The panel suggests that a system for statistics on informal economy should have the mechanism to capture data on direct and indirect linkages between the formal and informal sectors, taking into account aspects like forms of organisation; existence of differences in employment status like unpaid family workers including self employment; women's participation in extended activities, and variations in the nature of unorganised sector across different locations, and so on.

The Committee recognised that there was no unique system to capture credit information in respect of unorganised sector enterprises satisfactorily. To achieve this, the Committee wants surveys to be undertaken on the lines of NSSO's All-India Debt and Investment Surveys (AIDIS) at least once in five years. Also, it wants the National Bank for Agriculture and Rural Development (Nabard) to undertake quinquennial surveys of all NGOs and SHGs involved in microfinancing to collect financial data relating to them.

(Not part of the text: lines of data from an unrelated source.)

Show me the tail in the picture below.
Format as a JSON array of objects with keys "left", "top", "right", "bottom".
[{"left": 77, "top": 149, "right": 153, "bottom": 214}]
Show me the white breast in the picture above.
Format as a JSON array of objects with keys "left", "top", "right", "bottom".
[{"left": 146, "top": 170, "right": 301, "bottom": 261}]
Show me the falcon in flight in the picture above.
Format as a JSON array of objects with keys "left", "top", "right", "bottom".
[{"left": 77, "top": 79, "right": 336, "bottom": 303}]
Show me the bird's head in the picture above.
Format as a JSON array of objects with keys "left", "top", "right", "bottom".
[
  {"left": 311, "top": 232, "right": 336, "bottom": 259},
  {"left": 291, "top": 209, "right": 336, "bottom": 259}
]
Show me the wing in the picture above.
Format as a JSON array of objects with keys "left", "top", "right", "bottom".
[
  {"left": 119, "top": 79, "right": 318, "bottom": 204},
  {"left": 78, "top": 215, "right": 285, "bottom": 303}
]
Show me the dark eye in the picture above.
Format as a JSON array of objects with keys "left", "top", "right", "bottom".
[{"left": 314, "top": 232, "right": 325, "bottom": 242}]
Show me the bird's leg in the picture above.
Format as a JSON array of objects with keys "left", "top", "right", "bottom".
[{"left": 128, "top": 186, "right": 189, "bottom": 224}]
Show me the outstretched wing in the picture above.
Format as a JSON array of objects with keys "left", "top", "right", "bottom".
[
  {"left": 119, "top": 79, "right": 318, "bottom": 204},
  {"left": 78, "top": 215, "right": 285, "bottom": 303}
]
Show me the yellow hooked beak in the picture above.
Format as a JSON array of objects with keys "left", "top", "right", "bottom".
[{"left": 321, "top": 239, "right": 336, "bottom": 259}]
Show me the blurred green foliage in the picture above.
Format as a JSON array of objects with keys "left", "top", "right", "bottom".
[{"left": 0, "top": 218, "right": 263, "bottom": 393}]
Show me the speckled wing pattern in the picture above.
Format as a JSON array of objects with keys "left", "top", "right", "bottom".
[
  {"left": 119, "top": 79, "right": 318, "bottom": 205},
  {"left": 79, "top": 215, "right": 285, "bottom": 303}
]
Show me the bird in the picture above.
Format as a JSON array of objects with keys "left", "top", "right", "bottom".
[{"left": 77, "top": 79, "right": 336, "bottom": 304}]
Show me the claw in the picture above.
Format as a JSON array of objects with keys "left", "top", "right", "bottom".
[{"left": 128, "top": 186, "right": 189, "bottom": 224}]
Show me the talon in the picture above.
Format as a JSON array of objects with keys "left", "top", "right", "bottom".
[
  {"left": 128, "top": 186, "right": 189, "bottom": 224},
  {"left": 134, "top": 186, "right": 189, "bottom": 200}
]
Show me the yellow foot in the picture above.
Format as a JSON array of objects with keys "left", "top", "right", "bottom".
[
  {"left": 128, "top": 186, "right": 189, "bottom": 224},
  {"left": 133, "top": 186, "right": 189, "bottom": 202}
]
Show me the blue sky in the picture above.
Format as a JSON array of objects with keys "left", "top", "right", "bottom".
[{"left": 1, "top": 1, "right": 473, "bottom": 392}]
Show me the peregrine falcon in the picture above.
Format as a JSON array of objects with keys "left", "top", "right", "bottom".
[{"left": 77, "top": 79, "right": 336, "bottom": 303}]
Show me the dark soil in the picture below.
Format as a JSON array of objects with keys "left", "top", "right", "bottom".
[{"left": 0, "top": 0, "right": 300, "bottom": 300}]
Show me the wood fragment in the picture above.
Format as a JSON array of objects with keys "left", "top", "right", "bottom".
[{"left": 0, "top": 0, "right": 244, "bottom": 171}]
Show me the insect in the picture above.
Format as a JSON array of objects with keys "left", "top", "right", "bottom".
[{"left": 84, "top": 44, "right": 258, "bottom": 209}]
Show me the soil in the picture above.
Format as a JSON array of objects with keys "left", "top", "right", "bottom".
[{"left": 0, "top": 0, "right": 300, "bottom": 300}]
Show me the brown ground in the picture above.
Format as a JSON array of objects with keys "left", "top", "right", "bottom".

Considering the important role of micro, small and medium enterprises in the national economy, the Committee recommends that systematic studies be undertaken on their role in terms of output, employment and export. The Committee noticed the virtual absence of data on the construction sector and has recommended that a special survey relating to construction activities be undertaken on a priority basis.

Other recommendations include devising a mechanism to capture direct and indirect linkages between formal and informal sectors, a need to improve the methods of arriving at estimates of gross value added (GVA) from service and construction sectors, and strengthening the Economic Census (EC) in evolving a dependable business register for introducing annual survey of non-manufacturing industries.